Donald Trump continua con i post provocatori sui social. In una settimana Truth e X sono stati inondati da fotomontaggi di ogni genere in cui il tycoon gioca con la geografia mondiale o con l’intelligenza artificiale. Da una foto che lo ritrae a cavallo accanto a George Washington nello Studio Ovale alla cartina dell’Iran con la sagoma della sua testa sovrapposta. Nell’ultima trovata, una mappa del nord America viene dipinta con i colori della bandiera statunitense, diventando interamente a stelle e strisce. Ma i confini statunitensi arrivano a ricoprire Canada, Groenlandia, Messico, Caraibi e anche l’Islanda.

I territori rivendicati

Dall’inizio del suo secondo mandato, il tycoon non ha mai nascosto le mire espansionistiche.

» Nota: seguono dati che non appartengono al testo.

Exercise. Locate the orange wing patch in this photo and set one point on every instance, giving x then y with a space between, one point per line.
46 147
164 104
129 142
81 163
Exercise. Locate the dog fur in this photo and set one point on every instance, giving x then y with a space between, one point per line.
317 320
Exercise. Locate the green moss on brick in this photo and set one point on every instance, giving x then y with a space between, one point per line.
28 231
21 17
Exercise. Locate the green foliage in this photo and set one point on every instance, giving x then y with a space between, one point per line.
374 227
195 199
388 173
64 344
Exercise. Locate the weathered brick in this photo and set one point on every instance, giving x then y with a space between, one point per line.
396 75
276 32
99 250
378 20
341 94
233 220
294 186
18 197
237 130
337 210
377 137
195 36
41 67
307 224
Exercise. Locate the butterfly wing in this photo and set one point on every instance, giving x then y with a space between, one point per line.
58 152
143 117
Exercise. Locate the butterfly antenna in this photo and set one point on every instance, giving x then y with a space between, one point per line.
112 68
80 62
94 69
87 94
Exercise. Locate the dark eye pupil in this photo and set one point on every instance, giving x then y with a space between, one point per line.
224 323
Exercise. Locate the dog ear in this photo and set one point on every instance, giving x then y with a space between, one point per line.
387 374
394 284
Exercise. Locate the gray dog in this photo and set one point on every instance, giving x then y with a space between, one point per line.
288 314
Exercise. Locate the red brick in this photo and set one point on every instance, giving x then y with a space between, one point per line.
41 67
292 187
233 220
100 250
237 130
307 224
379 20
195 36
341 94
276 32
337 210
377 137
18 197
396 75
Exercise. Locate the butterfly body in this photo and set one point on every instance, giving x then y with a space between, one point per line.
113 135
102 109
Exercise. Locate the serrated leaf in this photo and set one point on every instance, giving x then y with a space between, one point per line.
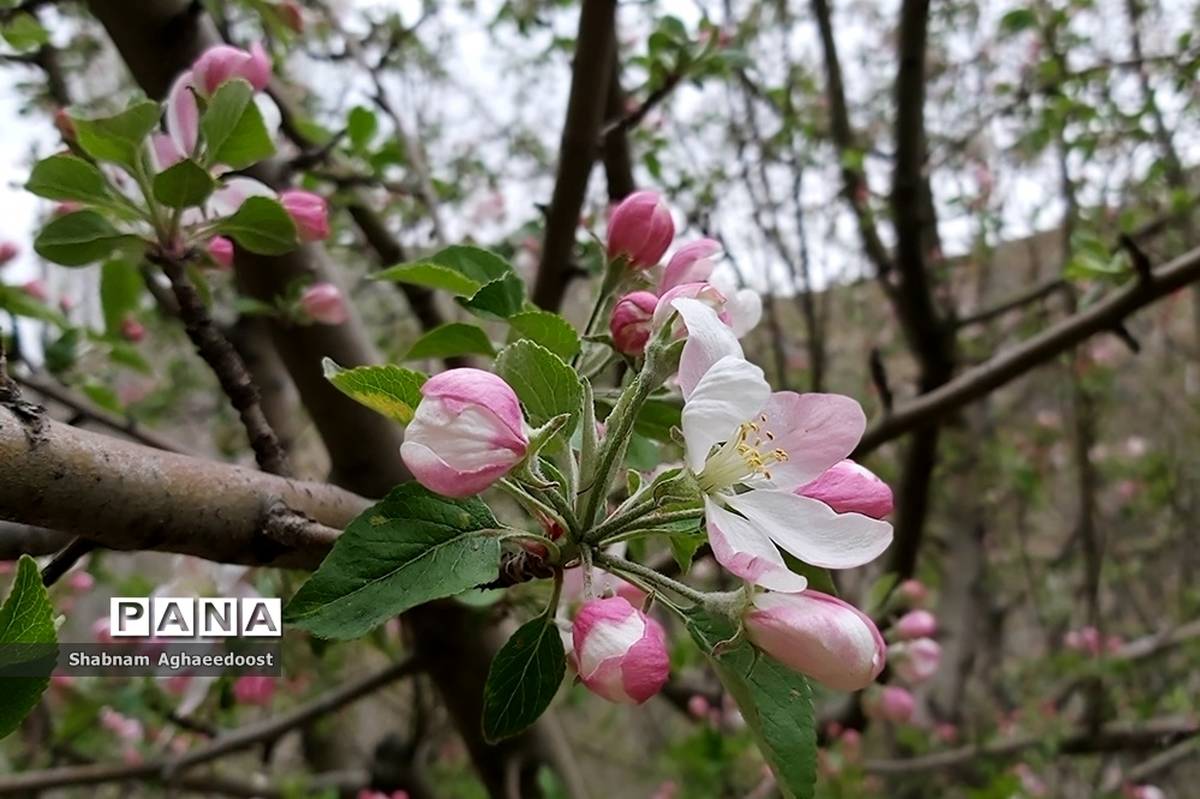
234 133
78 239
547 329
27 618
120 292
544 383
450 341
261 226
118 138
460 270
775 702
411 548
360 126
66 178
184 184
499 299
523 679
432 276
390 390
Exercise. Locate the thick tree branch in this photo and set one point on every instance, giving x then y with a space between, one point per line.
124 496
577 152
1006 366
1111 738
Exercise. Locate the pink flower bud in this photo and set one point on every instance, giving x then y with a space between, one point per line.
255 690
916 661
913 592
850 488
309 211
621 652
917 624
467 433
223 62
819 635
323 302
630 324
640 229
693 263
132 330
81 581
897 704
36 289
221 251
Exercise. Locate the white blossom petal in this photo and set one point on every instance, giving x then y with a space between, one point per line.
709 340
747 552
811 530
731 392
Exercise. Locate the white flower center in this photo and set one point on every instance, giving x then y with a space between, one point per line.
748 454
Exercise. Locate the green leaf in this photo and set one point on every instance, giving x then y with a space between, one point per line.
390 390
78 239
1017 20
523 679
185 184
27 618
499 299
430 276
451 340
361 126
459 270
775 702
550 330
118 138
24 32
120 292
261 226
15 300
66 178
234 133
545 384
411 548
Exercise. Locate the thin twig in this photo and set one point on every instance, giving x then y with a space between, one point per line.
226 364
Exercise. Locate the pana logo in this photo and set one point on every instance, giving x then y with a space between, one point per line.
187 617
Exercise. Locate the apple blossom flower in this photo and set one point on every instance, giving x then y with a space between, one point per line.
916 624
253 689
467 432
916 661
621 653
693 263
309 211
640 229
737 433
323 302
820 636
850 488
630 323
223 62
221 251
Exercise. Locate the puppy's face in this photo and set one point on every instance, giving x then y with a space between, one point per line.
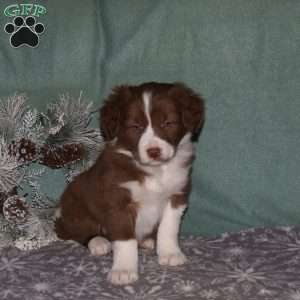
150 120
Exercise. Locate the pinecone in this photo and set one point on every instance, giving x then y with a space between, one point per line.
24 150
15 209
57 157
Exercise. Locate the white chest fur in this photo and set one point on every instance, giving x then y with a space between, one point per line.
156 190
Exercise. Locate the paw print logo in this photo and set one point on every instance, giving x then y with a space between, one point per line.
24 31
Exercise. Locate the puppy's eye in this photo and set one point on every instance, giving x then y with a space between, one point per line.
168 124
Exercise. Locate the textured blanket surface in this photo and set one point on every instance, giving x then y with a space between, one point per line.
254 264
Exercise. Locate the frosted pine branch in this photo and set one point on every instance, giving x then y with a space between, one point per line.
10 173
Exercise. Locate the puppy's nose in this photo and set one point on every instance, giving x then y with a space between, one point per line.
154 152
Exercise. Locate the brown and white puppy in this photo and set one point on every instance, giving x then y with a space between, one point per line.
138 187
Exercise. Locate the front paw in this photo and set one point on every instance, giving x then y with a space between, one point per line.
121 277
172 259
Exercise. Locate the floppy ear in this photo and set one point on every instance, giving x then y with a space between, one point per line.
193 111
110 113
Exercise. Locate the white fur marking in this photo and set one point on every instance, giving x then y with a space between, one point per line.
125 152
150 140
99 246
163 182
125 262
57 213
168 249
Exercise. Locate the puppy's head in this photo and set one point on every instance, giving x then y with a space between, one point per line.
150 120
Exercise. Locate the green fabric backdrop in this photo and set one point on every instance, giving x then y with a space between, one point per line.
242 56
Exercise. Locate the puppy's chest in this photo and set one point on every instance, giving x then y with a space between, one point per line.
154 192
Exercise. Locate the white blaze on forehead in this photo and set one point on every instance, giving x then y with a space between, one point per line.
149 139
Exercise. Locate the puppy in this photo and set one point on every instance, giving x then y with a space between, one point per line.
138 188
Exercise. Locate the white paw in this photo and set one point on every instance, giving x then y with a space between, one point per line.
99 246
172 259
147 244
121 277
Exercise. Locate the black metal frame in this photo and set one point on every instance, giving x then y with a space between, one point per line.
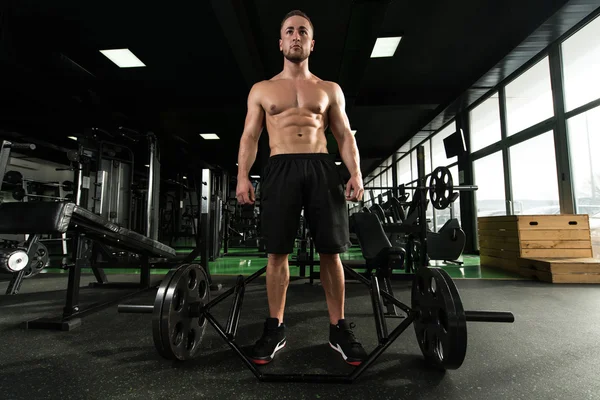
378 296
72 311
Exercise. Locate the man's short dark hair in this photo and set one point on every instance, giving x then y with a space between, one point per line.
297 13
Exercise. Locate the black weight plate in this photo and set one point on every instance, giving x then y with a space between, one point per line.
440 324
182 333
157 312
460 348
441 188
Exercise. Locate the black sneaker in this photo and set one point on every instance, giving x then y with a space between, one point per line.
342 340
272 340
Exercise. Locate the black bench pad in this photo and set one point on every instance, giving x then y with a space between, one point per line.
60 217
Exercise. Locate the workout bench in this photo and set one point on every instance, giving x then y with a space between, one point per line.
84 227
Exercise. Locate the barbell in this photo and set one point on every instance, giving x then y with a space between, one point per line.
16 178
181 311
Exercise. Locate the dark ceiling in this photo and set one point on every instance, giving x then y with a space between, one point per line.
202 58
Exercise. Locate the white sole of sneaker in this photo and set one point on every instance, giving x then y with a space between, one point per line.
339 350
279 346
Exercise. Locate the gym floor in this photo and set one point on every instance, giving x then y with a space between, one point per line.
550 352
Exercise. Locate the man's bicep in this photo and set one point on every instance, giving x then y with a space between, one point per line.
338 119
255 115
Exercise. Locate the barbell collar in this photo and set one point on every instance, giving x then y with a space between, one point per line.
459 187
135 309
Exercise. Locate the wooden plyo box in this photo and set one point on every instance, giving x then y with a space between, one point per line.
504 240
561 270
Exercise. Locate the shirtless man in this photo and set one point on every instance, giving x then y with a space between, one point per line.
297 107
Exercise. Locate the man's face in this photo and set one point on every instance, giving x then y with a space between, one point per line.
296 39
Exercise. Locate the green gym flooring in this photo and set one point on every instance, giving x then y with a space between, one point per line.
235 264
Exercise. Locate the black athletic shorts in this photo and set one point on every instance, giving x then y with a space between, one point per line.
312 181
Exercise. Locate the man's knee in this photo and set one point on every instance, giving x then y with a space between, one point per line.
329 259
278 260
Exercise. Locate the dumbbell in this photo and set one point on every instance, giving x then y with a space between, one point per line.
19 194
16 178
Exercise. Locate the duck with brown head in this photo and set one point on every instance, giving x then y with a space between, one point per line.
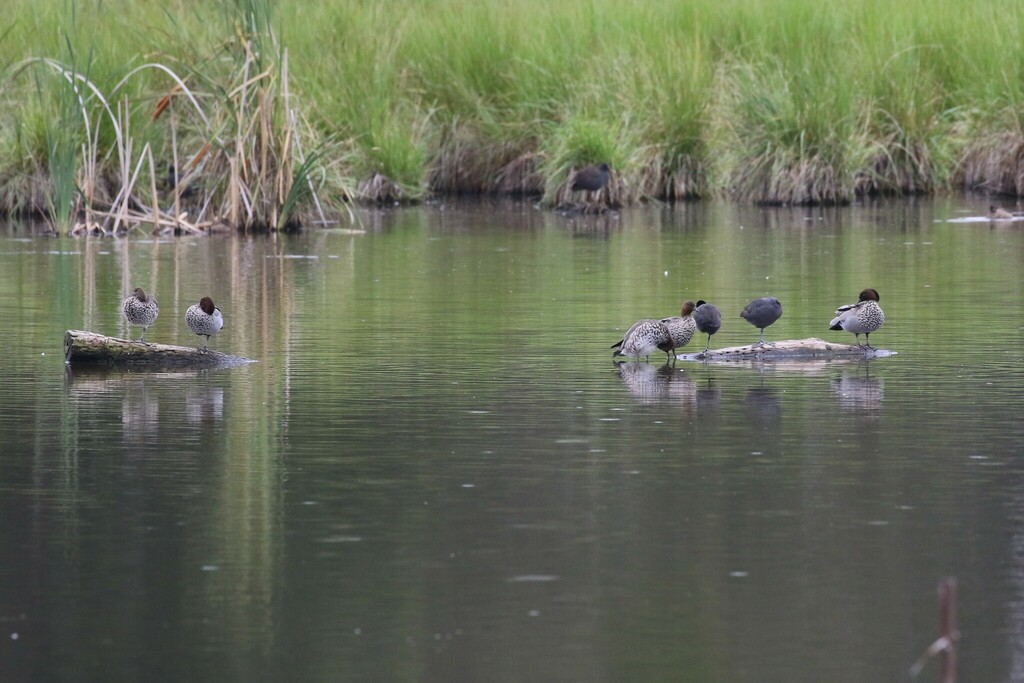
205 319
681 328
140 310
862 317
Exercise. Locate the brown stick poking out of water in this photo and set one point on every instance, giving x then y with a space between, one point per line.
945 645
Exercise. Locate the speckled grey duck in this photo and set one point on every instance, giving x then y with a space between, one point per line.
642 339
682 327
862 317
140 310
708 319
761 313
205 319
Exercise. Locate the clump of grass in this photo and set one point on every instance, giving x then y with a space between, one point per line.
784 103
785 135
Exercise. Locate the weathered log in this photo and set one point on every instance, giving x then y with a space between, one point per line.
790 349
89 347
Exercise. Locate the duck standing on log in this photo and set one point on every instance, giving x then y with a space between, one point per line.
140 310
862 317
642 339
205 319
681 328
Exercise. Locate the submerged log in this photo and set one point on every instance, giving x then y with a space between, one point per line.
89 347
790 349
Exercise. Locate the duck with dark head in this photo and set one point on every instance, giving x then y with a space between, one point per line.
862 317
205 319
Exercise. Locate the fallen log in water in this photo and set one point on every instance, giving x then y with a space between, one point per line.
89 347
788 349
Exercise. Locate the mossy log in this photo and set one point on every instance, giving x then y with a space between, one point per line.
89 347
790 349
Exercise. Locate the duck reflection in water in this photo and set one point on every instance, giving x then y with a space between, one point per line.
205 404
858 391
764 408
652 384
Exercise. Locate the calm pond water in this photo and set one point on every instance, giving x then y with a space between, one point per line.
434 472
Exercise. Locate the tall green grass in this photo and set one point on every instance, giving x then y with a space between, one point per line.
790 102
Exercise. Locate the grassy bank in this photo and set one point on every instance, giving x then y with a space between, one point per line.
280 117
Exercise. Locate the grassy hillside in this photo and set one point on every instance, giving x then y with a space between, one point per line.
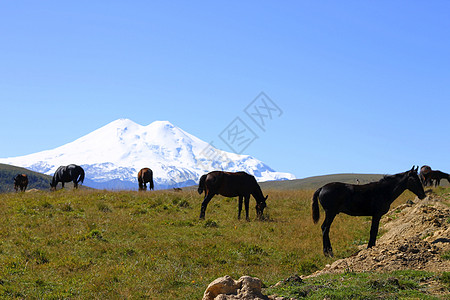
35 180
111 245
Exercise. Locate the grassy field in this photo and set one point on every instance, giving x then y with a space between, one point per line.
82 244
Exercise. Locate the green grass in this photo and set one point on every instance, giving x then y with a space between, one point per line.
82 244
394 285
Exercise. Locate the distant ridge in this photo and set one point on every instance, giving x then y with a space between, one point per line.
317 181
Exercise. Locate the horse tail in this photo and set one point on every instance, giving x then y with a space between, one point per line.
315 206
81 179
152 186
201 184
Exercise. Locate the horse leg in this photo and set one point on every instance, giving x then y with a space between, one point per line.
327 249
246 203
240 207
374 230
205 202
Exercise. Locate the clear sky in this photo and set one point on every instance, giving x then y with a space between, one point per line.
362 86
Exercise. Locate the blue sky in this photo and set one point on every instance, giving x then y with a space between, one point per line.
363 86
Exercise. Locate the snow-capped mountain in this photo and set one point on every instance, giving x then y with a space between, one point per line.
113 154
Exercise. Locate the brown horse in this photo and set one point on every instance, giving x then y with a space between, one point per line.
423 171
21 182
230 184
68 173
436 176
145 175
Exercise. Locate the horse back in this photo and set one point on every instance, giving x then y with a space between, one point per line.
230 184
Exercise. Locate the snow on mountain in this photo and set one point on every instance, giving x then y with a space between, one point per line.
113 154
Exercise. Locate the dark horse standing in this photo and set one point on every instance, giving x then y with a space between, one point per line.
436 176
145 175
231 185
21 182
372 199
67 174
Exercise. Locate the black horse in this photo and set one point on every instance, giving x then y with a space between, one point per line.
230 184
436 176
424 171
145 175
67 174
21 182
372 199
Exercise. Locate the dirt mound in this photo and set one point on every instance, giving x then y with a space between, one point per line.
417 234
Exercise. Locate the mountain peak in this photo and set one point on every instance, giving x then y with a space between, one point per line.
117 151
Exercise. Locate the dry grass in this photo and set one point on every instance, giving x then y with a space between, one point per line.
100 244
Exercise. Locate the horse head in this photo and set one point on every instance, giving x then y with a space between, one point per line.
414 184
260 205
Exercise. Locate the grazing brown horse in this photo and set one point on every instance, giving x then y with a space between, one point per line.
372 199
21 182
230 184
67 174
436 176
424 170
145 175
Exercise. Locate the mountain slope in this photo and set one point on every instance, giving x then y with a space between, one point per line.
35 180
113 154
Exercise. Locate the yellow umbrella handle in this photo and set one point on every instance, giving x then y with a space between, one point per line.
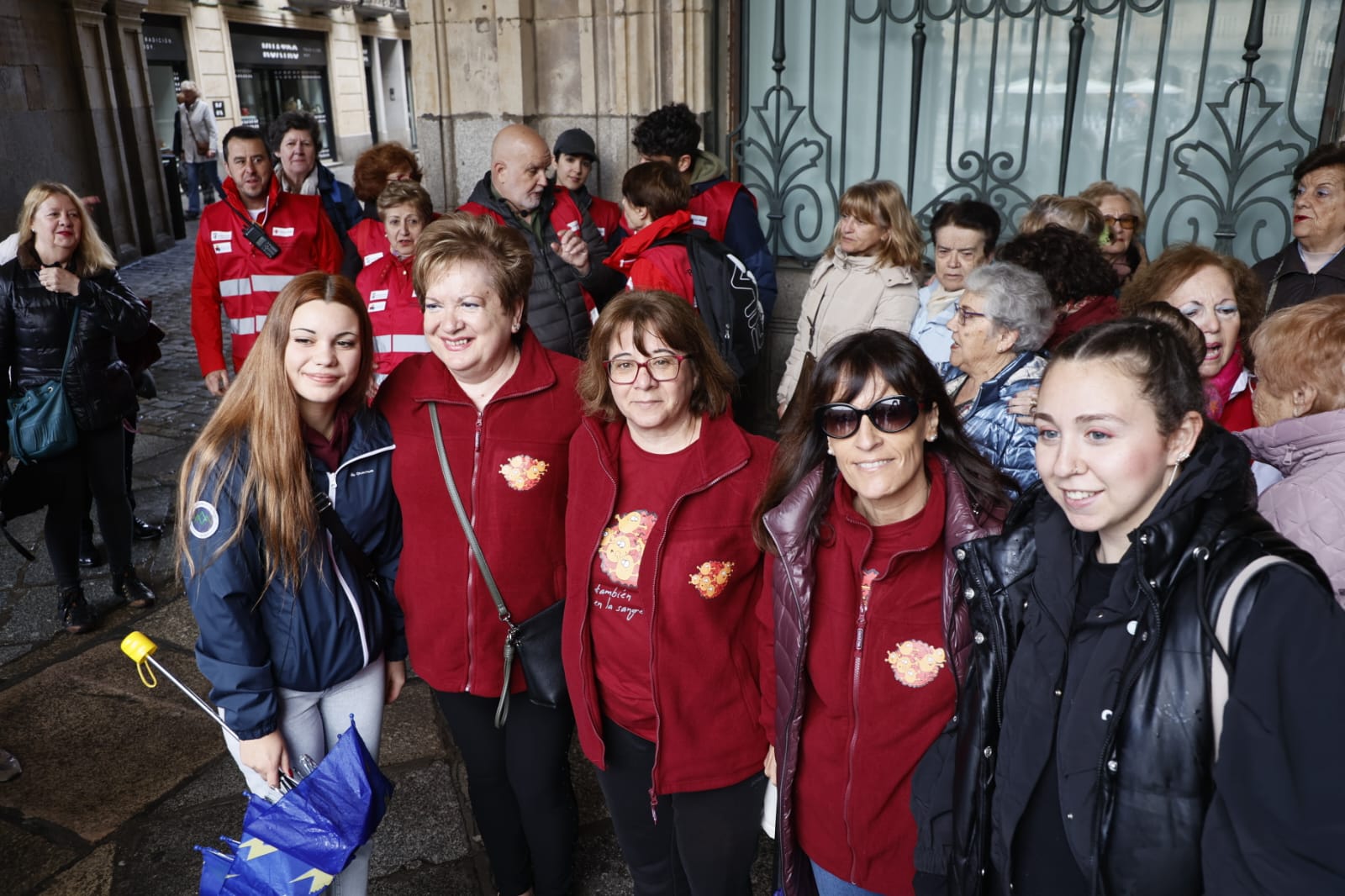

Prima ha espresso la volontà di rendere il Canada il 51esimo Stato americano, entrando in conflitto con il governo di Mark Carney che ha respinto l’idea. Poi ha aperto il dossier Groenlandia con l’intenzione di imporre il proprio controllo nell’isola, strappandola al Regno di Danimarca. Un’azione necessaria secondo la Casa Bianca per proteggere il proprio emisfero da minacce esterne e supervisionare le rotte atlantiche.